There will be a day when people look back at the unproductive, waste and utter insansity that is “Agile”. They will marvel at the way that a single, possibly good idea for some things, was transformed into a dogma that haunted software development for a decade.

I’m hopeful however that really smart companies know that instituting things like Agile are the bellweather of their demise. They will avoid trying to fit round pegs into square holes. They will embrace the idea that you can plan things properly, but plans can change without embracing a chaotic, highly disorganized process that actually masquerades as a structured protocol.

You have been warned. When some consultant you hire to justify the outsourcing of your development team says that they can replace your current processes with an Agile team from Elbonia and a scrum master from Bumblefuck…be afraid…be very afraid. There is no free lunch.

One final thought…why is software development so hard? And why do we struggle so to create applications?

It’s not a hard question actually.
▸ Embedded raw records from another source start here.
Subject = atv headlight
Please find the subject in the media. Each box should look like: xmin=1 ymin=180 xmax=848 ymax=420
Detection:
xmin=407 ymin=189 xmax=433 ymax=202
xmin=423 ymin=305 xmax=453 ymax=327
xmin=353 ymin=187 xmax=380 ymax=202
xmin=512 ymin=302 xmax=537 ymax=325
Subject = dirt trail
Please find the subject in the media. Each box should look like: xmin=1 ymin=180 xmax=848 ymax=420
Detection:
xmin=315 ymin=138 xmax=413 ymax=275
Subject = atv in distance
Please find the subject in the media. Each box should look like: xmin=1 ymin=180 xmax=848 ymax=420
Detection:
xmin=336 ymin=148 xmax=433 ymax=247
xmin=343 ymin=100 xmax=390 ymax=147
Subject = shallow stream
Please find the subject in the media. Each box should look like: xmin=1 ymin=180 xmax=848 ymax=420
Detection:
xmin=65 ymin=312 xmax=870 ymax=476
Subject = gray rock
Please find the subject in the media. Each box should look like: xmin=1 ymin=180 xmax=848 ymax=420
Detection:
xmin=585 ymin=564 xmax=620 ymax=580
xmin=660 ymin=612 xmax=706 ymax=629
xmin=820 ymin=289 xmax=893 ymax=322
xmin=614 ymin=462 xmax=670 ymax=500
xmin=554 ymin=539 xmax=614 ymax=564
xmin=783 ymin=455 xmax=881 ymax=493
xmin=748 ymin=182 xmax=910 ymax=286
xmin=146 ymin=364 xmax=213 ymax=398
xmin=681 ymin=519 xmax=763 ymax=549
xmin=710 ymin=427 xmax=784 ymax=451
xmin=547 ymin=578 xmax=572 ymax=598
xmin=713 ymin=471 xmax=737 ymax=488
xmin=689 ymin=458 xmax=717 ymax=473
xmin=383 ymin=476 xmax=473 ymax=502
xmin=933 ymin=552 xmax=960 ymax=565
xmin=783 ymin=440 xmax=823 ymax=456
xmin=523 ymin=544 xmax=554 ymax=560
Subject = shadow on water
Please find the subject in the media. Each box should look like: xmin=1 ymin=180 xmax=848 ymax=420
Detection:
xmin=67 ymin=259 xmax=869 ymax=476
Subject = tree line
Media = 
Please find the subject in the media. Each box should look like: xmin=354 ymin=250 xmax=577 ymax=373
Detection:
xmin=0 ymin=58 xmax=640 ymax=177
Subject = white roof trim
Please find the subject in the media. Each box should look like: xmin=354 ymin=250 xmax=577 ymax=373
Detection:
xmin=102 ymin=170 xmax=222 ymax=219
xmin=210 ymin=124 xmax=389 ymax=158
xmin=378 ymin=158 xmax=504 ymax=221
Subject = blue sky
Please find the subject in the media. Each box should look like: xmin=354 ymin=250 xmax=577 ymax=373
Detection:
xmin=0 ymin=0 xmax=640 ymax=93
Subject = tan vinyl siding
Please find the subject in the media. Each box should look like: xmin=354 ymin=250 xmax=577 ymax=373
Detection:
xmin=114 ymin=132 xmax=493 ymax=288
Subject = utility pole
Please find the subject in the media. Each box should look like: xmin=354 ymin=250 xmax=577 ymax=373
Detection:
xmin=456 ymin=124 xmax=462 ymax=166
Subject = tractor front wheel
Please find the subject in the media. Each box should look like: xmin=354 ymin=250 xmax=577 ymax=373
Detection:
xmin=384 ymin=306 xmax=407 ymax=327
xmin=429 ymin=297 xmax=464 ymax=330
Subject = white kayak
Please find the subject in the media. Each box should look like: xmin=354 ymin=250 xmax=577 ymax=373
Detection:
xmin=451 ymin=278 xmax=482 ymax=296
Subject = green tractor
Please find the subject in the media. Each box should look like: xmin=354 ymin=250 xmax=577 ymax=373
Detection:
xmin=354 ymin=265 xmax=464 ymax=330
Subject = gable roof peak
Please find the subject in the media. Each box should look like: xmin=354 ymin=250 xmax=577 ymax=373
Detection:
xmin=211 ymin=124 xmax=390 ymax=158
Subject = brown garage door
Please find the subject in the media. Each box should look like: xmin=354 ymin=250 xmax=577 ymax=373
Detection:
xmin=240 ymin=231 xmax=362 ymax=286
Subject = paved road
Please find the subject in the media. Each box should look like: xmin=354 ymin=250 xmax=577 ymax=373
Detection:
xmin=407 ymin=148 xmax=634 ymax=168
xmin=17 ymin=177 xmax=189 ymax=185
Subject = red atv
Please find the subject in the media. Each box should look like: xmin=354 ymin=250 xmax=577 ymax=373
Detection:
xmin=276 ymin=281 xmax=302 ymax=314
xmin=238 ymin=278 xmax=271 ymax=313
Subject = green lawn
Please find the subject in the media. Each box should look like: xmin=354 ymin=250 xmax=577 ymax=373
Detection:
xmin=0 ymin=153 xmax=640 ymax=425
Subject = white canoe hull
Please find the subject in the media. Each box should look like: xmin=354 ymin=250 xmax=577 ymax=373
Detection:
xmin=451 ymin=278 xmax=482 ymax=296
The goal of software development is to codify a solution to a problem. But first…and here is the reveal…you have to define the problem. That is, in and of itself the most difficult thing in the development process. Missed requirements are, in my experience, the biggest reason for “re-work”. Note I did not say “bugs” or “defects”. Most maintenance on systems is because of missed requirements, not because programmers make mistakes. Oh, for sure, they do. But really? Think. Look back at your tickets and do a root cause analysis.

There are other reasons software development is hard. First, people do not communicate well. The do not communicate precisely and they do not communicate accurately. Next, the tools to express the solutions to our problems are complex and incomplete. Better ingredients make better pizzas. Papa Johns!

Okay, I have to wrap this up…Agile sucks. I hate Agile. I want to mute myself when I’m in stand-ups just to say every day “Oh, I was on mute.” and torture everyone that thinks this ceremony is useful.

Oh,I’m having issues with my internet so I may have to drop soon….open the pod bay doors Hal?